Control.Monad exports liftM :: Monad m => (a -> r) -> (m a -> m r). It accepts a regular function, and turns it into one that acts on monads like IO
. It's actually a synonym for fmap (in the standard Prelude), since all monads are functors. So this code, roughly equivalent to @us202's, takes the result of fileRead
, inserts 5
, and gives you back the result wrapped in an IO
.
liftM (ins 5) fileRead
-- or --
fmap (ins 5) fileRead
I'd recommend the fmap
version. This code only makes use of the fact that IO
is a functor, so using liftM
implies to the reader that you might need it to be a monad too.
'Lifting' is the general technique for using pure functions on values wrapped in monads or functors. If you're unfamiliar with lifting (or if you're confused by monads and functors in general), I heartily recommend chapters 11-13 of Learn You A Haskell.
PS. Note that the last two lines of fileRead
should probably be combined, since return
doesn't really do anything:
fileRead :: (Read a, Ord a) => IO (Tree a)
fileRead = do file <- readFile "tree.txt"
return $ lstToTree $ map read $ words file
Or, since it's a short enough function, you could do away with do
notation altogether and use fmap
again:
fileRead :: (Read a, Ord a) => IO (Tree a)
fileRead = fmap (lstToTree . map read . words) (readFile "tree.txt")
Edit in response to your comment:
Haskell is deliberately designed to keep code that performs IO separate from regular code.

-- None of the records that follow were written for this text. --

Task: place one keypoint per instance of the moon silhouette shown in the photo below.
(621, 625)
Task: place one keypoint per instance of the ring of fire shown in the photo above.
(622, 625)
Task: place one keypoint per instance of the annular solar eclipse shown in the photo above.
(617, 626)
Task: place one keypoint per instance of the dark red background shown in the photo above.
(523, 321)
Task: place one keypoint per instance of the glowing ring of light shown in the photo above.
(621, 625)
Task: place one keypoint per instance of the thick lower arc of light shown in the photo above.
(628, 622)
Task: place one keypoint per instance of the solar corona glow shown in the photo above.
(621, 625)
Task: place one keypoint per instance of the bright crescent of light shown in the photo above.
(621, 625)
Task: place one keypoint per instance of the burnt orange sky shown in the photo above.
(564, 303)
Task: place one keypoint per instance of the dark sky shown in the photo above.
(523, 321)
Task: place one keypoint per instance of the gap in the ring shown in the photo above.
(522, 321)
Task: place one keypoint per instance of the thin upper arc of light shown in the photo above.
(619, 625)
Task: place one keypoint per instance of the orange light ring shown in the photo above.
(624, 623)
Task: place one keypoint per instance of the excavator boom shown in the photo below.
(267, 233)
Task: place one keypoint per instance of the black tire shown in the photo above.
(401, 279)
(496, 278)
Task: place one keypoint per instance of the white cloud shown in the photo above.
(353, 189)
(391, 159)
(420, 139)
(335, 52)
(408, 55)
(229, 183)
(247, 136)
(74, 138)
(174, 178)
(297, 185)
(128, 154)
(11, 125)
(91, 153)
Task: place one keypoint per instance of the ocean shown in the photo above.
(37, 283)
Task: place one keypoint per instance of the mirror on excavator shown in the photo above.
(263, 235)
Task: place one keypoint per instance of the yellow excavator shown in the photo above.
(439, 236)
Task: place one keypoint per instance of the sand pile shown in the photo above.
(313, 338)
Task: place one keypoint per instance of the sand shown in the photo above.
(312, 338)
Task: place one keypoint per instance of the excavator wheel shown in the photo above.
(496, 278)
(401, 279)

There's a very good philosophical reason for this: most Haskell functions are "pure" - that is, their output depends only on the input, just like functions in maths. You can run a pure function a million times and you'll always get the same result. We like pure functions because they can't accidentally break other parts of your program, they permit laziness, and they allow the compiler to aggressively optimise your code for you.
Of course, in the real world we need a little bit of impurity. IO code like getLine
can't possibly be pure (and a program that doesn't do IO is useless!). The result of getLine
depends on what the user typed: you could run getLine
a million times and get a different string every time. Haskell leverages the type system to label impure code with the type IO
.
Here's the crux of the matter: if you use a pure function on data obtained impurely then the result is still impure, because the outcome depends on what the user did. So the whole calculation belongs in the IO
monad. When you want to bring a pure function into IO
you have to lift it, either explicitly (using fmap
) or implicitly (with do
notation).
This is a really common pattern in Haskell - look at my version of fileRead
above. I've used fmap
to operate on impure IO
data with a pure function.